Thomas Manton: The Neglected Puritan
March 28, 2016
It was the great nineteenth-century evangelical Anglican, bishop J. C. Ryle (1816–1900), who said that Thomas Manton (1620–1677) was “a man who could neither say, nor do, nor write anything without being observed” (“An Estimate of Manton”). Yet he is a man about whom hardly anything has been said, done, or written. The first biography of him was not written until William Harris’ "Memoir" nearly two hundred years after his death in 1870, when his Works were reprinted. In the same year J. C. Ryle wrote his “Estimate.” A brief biography was then included in the Dictionary of National Biography in 1893 (vol 36). Recently his commentaries on James and Jude have been reprinted as well as his sermons on The Temptation of Christ and The Life of Faith. Hughes Oliphant Old has devoted a section to Manton in volume 4 of his massive seven-volume series on the history of preaching. Even more telling is that there is only one doctoral dissertation on Manton, written in 2008 by Derek Cooper, who also wrote a biography of Manton, which I was able to commend.
Why is Manton Forgotten?
So why has Manton been forgotten? The simplest explanation is the one Carl Trueman has given concerning John Owen. All those Non-Conformists were on the losing side of England’s theological history. Since Manton was not only a Puritan but also a Presbyterian, he was on the losing side against the Church of England. This meant that after the “Great Ejection” of 1662 those within the Church of England ignored him in England’s intellectual history. Along with the rest of those outside the Church of England, he was exiled from political position, cultural influence, and the intellectual life of English Universities (Trueman, The Claims of Truth, 1–2; John Owen: Reformed Catholic, Renaissance Man, 1–2). In a word, to the victor of the religious and political wars of the seventeenth century go the spoils.
Is He Worthy of Our Study?
So is a forgotten man worthy of our time and study? Let me answer this by quoting from the estimates of Manton by others:
- C. H. Spurgeon said the works of Manton contained “a mighty mountain of sound theology” and his sermons were “second to none” to his contemporaries. He went on to say, “Manton is not brilliant, but he is always clever; he is not oratorical, but he is powerful; he is not striking, but he is deep” (Flowers from a Puritan’s Garden, iii).

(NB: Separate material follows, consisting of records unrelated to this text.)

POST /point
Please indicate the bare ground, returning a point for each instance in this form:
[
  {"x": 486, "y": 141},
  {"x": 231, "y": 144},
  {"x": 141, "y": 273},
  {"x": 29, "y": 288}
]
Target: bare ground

- J. C. Ryle said of him, “I do not regard him as a writer of striking power and brilliancy, compared to some of his contemporaries . . . I do not regard him as a writer of such genial imagination . . . Learning again does not stand out as conspicuously in Manton’s writings as in the works of some of the Puritans . . . Manton’s chief excellence as a writer, in my judgment, consists in the ease, perspicuousness, and clearness of his style." He also said he was “facile princeps [easily first] among the divines of the Puritan school” ("An Estimate").
- Maurice Roberts said, “Among Puritan pulpit giants, none was more esteemed than Thomas Manton” (“Introduction,” in Temptation of Christ, 8).
Manton’s Enduring Importance
So what is Manton’s enduring importance? Like all the Puritans, Manton is an example of one who had a profound theology that had a heartfelt impact on the Christian life, the church, and the world around. I think J. I. Packer summarizes Manton’s legacy best, in the following description of Puritanism in general, that communicates what Manton was all about: Puritanism was “an evangelical holiness movement” and its piety was “centred upon regeneration and repentance, self-suspicion and self-examination, rational Biblicism and righteous behaviour, discursive meditation and rhetorical prayer, faith in and love to Jesus Christ as Saviour and Lord, recognition of the sovereignty of God in providence, grace, and judgment, the comfort and joy of a well-grounded assurance, the need to educate and cherish one’s conscience, the spiritual war against the world, the flesh, and the devil, the ethic of discipline and duty, and the saints’ hope of glory” (J. I. Packer, “An Anglican to Remember—William Perkins: Puritan Popularizer,” in Pilgrims, Warriors, and Servants: Puritan Wisdom for Today’s Church, ed. Lee Gatiss, St. Antholin Lectures Volume I: 1991–2000 [London: The Latimer Trust, 2010], 143).
We see this in the fact that of his twenty-two volume collected Works, almost all of them are sermons. There are series of sermon such as on Romans 8, John 17, Matthew 4, and 2 Thessalonians 2. There are fast day sermons intended to rouse the leaders of the nation. There are occasional sermons. There are series that were turned into books like his commentary on Jude and his sermons on Colossians 1 against the Socinian doctrine of Christ. As a preacher and pastor, then, he is eminently readable and understandable.
Let me conclude with Packer’s words about Manton: “Anyone who means business with God will find that Manton grabs, searches, humbles, and builds up in a quite breath-taking way” (“Introduction,” in James, x).